I was surprised when I read recently that many new airline pilot job applicants struggle with decoding basic metar weather reports. It would seem to me that if you’ve done enough flying to reach the interview stage with a commercial carrier, you would have interpreted hundreds if not thousands of metars along the way.
Maybe it’s the invention of software that can translate metars into “plain English” that has caused such befuddlement among would-be airline pilots. Still, with a little practice metars aren’t hard to grasp – and being able to do so could save your bacon if you’re staring down an un-translated report and need to make a go/no-go decision in marginal weather.
First things first: A metar is a weather report issued near the end of each hour, while a SPECI is a special metar that alerts pilots of new hazards, such as thunderstorms or low ceilings and visibility that arise during the hour.
Metar information is always given in a specific order, and that’s key to understanding how to read one, especially when they get complicated. (It’s also important to realize that if data is missing, such as the altimeter setting, for example, it will simply be omitted.)
The order in which metar data is given is: Where; When; Wind; Visibility; Significant Hazards; Clouds; Temp/Dew Point; Altimeter Setting; and Remarks.

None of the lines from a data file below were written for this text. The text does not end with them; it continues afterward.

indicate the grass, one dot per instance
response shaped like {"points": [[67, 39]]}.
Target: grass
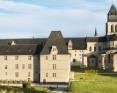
{"points": [[37, 89], [93, 82]]}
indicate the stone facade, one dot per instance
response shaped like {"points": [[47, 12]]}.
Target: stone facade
{"points": [[49, 60]]}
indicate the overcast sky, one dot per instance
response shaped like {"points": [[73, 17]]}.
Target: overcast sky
{"points": [[37, 18]]}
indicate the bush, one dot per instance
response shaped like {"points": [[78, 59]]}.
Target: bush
{"points": [[26, 85]]}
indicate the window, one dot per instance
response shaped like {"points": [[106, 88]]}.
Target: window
{"points": [[28, 74], [99, 48], [46, 57], [6, 67], [54, 66], [70, 46], [54, 74], [94, 48], [29, 66], [74, 60], [16, 57], [23, 66], [16, 66], [116, 28], [54, 49], [6, 73], [112, 28], [5, 57], [54, 57], [90, 49], [46, 74], [29, 57], [16, 74]]}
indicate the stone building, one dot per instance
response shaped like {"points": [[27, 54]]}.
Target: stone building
{"points": [[49, 60]]}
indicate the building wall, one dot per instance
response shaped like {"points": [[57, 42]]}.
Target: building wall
{"points": [[60, 66], [22, 68], [109, 28], [115, 62]]}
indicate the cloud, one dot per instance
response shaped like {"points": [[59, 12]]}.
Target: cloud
{"points": [[21, 19]]}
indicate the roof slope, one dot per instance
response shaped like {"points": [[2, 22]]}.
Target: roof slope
{"points": [[57, 40], [22, 47], [78, 43], [112, 10]]}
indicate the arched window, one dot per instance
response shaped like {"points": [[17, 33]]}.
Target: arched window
{"points": [[112, 28], [115, 28]]}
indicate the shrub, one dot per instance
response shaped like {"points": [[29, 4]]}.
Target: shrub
{"points": [[26, 85]]}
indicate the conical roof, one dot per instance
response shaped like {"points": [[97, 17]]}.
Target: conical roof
{"points": [[57, 40]]}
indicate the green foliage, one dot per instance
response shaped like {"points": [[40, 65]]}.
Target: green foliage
{"points": [[94, 82], [26, 85]]}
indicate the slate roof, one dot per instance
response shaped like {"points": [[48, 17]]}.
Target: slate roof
{"points": [[43, 45], [112, 14], [112, 10], [78, 43], [22, 47], [96, 39], [56, 39]]}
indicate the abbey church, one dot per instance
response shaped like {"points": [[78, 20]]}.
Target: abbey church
{"points": [[50, 59]]}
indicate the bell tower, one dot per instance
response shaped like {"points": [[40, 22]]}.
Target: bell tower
{"points": [[111, 25]]}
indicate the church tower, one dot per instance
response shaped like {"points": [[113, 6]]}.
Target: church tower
{"points": [[111, 25]]}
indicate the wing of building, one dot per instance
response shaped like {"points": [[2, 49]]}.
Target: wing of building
{"points": [[50, 59]]}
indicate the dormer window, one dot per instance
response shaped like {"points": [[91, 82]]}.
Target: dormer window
{"points": [[54, 50]]}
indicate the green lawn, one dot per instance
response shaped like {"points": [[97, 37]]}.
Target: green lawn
{"points": [[94, 83], [37, 89]]}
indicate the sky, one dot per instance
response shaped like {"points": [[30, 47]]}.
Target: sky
{"points": [[37, 18]]}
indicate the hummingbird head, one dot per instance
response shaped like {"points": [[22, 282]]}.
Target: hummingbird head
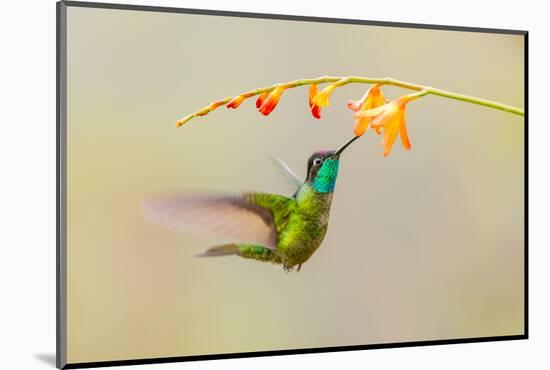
{"points": [[322, 168]]}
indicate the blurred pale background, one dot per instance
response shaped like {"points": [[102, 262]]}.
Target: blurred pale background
{"points": [[426, 244]]}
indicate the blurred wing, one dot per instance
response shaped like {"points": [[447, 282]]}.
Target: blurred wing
{"points": [[237, 217], [289, 175]]}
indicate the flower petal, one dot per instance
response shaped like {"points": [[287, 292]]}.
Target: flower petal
{"points": [[403, 134], [271, 101], [261, 99]]}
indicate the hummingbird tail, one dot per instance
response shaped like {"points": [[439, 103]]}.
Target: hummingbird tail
{"points": [[220, 250]]}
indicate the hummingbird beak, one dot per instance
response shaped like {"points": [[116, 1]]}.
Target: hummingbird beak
{"points": [[341, 149]]}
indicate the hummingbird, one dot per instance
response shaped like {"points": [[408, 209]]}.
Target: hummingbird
{"points": [[263, 227]]}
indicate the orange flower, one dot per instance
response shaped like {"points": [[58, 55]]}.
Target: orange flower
{"points": [[271, 101], [315, 109], [391, 118], [373, 98], [261, 99], [322, 98], [235, 102]]}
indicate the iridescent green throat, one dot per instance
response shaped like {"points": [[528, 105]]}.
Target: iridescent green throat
{"points": [[325, 181]]}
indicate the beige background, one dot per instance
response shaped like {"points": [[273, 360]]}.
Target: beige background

Let’s break down each of these in the following Metar:
METAR KABC 121755Z AUTO 21016G24KT 180V240 1SM R11/P6000FT -RA BR BKN015 OVC025 06/04 A2990 RMK A02 PK WND 20032/25
KABC is the airport identifier. All controlled airports in the continental U.S. begin with the letter K.
All dates and times are UTC using the 24-hour clock. The first two digits are the day (sorry, you have to know the month) and the last four are the time, followed by a Z to indicate UTC (“Zulu” time). In this example, it’s the 12th day of the month and the time of the observation was 17:55 UTC.
(NOTE: The word AUTO simply tells us this is an automatic observation with no human intervention. If it said COR instead, that would mean it is a corrected observation. If a human performed the observation, it wouldn’t say anything.)
The wind is given in tens of degrees from true north with the next two digits telling us is the speed in knots. G means gusts to whatever max speed, and V means variable by 60 degrees or more for winds that are greater than 6 knots (the term VRB will be used for variable winds 6 knots or less). So in this example, the wind is blowing from 210 degrees at 16 knots with peak gusts to 24 knots. The winds are also variable from 180 degrees to 240 degrees.
Visibility is given in statute miles and fractions, with spaces between numbers denoting fractions. In our example the vis is 1 statute mile. If the visibility is 1 mile or less or the runway visual range is 6,000 feet or less, the RVR will also be given. In this example, the RVR for Runway 11 is reported as 6,000 feet (an M or P will be affixed to tell us whether the value is lower or higher than reportable RVR; a V will be used if the RVR is variable, e.g. 2000V4000).